Corey came back to Manitoba after Christmas with neither a hockey career nor an officiating career. He still had a future in officiating but he had missed his opportunity to certify in Canada, so he wouldn’t be able to get back onto the ice until September. Corey continued to talk with a counsellor but it wasn’t until he got established in Winnipeg with a good job and a social circle that he felt like things were actually improving. The opportunity to have ongoing counselling for the first time in his life helped him forgive himself for his mistakes, which would allow him to move forward. As his mental health improved, Corey found himself in a managerial position and the ability to help others made him feel like his mental health journey had a purpose. He was gaining something positive from that dark time in his life.


“I’m very fortunate to have gotten there… I want everyone else to know that you can get there as well. No matter how bad it seems, it is possible.”


Corey’s experience also helped him learn that he needed to make his mental health a priority. This became particularly important as he began talking with and helping others as they went through stressful periods in their lives. Corey knows that being the outlet for others is very rewarding but it can take a toll on your own mental health. There were days, albeit few and far between, where he would start to feel that weight on his mental health.


The Canadian Mental Health Association speaks about a mental health continuum, which ranges from “healthy” to “reacting” to “injured” to “ill”.  Previously, Corey might have slid from “reacting” right to “illness”. But because of his history, Corey is able to recognize the signs and made space to take care of his own mental health, without abandoning his commitment to helping others.
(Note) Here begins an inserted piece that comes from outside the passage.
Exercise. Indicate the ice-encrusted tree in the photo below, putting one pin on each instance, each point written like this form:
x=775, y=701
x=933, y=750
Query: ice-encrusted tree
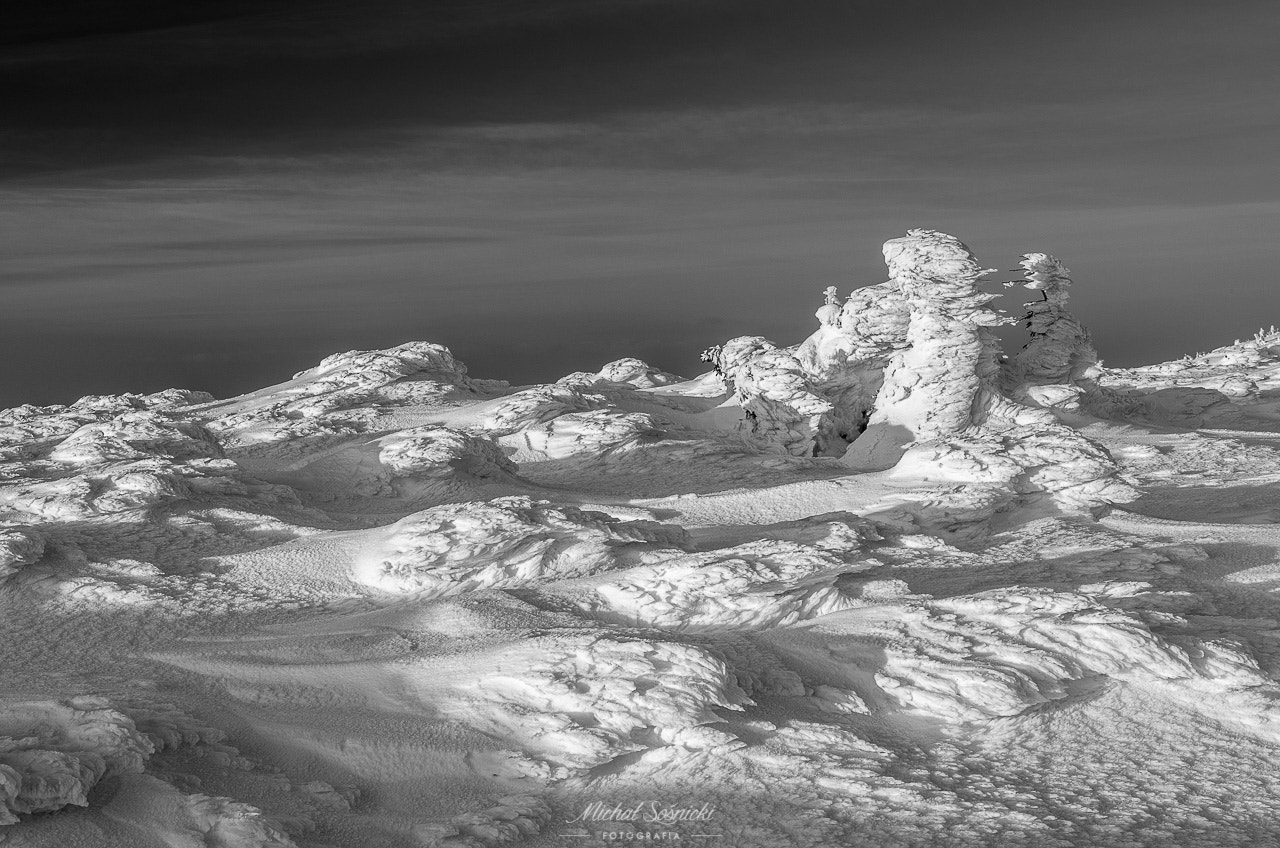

Corey is open about the fact that recently, when he started to feel stressors on his mental health, he started talking to a counsellor again. He is proud that it didn’t become a crisis but that he took steps to make sure he stays where he is rather than falling backwards.


“There’s just too many people who still feel that it’s not okay to feel a certain way… so we just have to keep working at being open about it.”


Corey takes the view that health, whether mental or physical is about having tools. The more tools you have, the more you might be able to help yourself and possibly others. Corey attended both Western Hockey League training camp and the BC Hockey Level 4/5 Upgrade Seminar ahead of the 2018-19 season and both events featured presentations and discussions around mental health. He believes that this is a good step, which will hopefully trickle down, and encourage people to be open and ask real, honest questions about how others are doing.


On-Side Mental Health is proud to publish and share Corey’s story in the hope that it will encourage other officials to speak out and find support when they experience challenges with their mental health.